German guideline assessment tool

development

The German guideline assessment instrument was developed between 2003 and 2005 in cooperation between the Medical Center for Quality in Medicine , the Working Group of Scientific Medical Associations , and other various partners from the fields of care practice, health administration and science.

Areas of application

The German guideline assessment tool was designed to assess medical guidelines. You can use DELBI in the following situations:

On the one hand, DELBI can be used to develop new guidelines and also as a self-assessment tool to ensure that the newly developed guidelines also comply with international standards. Furthermore, DELBI can also be used to evaluate guideline recommendations before implementation. DELBI can also be used in advanced training courses, for example to make it easier for medical staff and doctors to critically assess situations. In addition, DELBI can be a decision-making aid when it comes to which guidelines are to be implemented in practice. In general, DELBI can be used to evaluate new guidelines, existing guidelines and also to update existing health care guidelines.

Domains

DELBI comprises eight so-called domains with a total of 34 questions. There are four possible answers for each question with the numbers one (does not apply at all) to four (applies without restriction). While DELBI had seven so-called domains when it was published in 2005, an eighth domain was added in 2007.

Domain 1: scope and purpose

The first domain deals with the overall goal of a guideline, with the first domain addressing the medical problems and issues as well as the patient audience. There are the following three criteria in the domain of scope and purpose: On the one hand, it is assessed whether the guideline to be assessed is described in a differentiated manner. Furthermore, one analyzes whether the medical questions and problems treated are described differently in the guideline. In addition, the uniqueness of the patients for whom the guideline to be assessed should apply is included in the first domain.

Domain 2: stakeholder involvement

The second domain deals with the degree to which the guideline embodies the view of the affected patients and users. The second domain comprises the following four criteria: It is analyzed whether the developer group of the guideline to be assessed has included the members of all relevant professional groups in the guideline. In addition, it is assessed whether and to what extent the preferences and views of the patients were determined. Furthermore, it is analyzed whether the user target group of the guideline has been defined. Finally, the second domain also deals with whether the guideline to be assessed has been tested by members of the user target group as part of a pilot study.
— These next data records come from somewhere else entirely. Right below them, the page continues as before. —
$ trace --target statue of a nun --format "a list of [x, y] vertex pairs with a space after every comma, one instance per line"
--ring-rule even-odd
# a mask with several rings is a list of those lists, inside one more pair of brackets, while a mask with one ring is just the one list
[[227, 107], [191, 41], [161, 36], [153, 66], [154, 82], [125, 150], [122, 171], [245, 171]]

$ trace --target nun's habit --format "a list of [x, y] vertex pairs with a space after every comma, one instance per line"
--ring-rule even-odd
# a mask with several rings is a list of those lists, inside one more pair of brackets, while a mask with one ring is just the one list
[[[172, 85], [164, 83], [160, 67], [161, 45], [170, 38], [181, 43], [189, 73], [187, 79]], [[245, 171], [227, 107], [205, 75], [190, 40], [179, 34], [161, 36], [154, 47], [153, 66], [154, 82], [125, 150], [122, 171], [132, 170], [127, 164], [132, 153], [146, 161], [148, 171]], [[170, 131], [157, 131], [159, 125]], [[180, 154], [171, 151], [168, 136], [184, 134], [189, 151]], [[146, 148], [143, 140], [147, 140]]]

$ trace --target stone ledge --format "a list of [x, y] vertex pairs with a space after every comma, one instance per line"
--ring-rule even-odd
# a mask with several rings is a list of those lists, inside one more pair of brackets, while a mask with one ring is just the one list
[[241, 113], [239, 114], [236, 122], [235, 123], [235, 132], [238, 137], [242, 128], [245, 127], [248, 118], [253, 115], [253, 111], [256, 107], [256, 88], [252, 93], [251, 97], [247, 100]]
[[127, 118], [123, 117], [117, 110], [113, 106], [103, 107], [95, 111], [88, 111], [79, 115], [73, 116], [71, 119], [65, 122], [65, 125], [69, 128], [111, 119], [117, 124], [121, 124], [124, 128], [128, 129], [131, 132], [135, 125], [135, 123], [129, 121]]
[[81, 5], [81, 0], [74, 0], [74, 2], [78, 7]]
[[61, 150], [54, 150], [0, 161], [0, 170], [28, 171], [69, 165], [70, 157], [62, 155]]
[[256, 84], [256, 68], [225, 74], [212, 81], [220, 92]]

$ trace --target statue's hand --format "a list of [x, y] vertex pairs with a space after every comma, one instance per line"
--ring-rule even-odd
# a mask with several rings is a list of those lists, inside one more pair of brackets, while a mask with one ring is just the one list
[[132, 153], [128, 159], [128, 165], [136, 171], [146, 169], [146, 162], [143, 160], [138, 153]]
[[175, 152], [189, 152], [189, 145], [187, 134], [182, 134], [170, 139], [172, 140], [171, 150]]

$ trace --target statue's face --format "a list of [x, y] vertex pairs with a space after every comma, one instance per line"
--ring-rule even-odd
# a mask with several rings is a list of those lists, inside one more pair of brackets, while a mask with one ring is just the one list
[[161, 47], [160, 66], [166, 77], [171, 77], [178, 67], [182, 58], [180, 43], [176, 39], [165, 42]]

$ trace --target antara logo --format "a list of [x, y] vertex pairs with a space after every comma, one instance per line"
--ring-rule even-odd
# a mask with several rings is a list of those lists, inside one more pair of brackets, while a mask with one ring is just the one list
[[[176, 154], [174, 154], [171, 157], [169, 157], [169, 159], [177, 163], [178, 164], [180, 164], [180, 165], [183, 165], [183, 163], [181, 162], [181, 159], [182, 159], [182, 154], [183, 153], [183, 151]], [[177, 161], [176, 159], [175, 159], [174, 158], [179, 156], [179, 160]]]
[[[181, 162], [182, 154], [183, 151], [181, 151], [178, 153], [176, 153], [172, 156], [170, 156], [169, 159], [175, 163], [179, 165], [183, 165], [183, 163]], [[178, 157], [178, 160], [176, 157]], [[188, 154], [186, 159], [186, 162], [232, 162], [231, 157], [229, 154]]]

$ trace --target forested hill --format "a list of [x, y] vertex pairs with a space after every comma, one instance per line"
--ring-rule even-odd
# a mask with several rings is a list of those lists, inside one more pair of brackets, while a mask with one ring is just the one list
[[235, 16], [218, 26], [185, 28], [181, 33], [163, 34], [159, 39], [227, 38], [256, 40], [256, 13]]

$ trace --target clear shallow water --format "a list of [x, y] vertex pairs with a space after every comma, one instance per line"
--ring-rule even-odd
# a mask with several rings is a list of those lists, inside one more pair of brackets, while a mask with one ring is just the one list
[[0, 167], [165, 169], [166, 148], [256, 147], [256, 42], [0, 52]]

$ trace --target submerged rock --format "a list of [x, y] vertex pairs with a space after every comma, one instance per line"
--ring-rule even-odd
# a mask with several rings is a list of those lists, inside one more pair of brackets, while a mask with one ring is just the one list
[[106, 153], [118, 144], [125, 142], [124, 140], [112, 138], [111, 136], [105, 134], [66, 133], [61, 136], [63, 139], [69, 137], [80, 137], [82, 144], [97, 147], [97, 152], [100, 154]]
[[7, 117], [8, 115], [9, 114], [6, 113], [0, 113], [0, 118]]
Domain 3: Methodological accuracy of guideline development

The third domain deals with the process by which the data was collected and ultimately evaluated. In addition, the third domain also deals with the methods with which the recommendations were drawn up. The third domain comprises the following assessment criteria: On the one hand, the third domain deals with whether systematic methods were used in the search for the evidence for the guideline. Second, it is checked whether the selection criteria of the evidence for the guideline to be assessed are clearly described. Furthermore, it is analyzed whether the methods for formulating the recommendations were clearly described. It is also checked to what extent the formulation of the recommendations takes into account the risks and side effects as well as the health benefits. In addition, the extent to which the connection between the evidence and the recommendations is explicitly presented is analyzed. In addition, one checks whether the guideline to be assessed has been reviewed by external experts before publication. Finally, a check is made in the third domain to see whether an update procedure has been specified for the guideline to be assessed.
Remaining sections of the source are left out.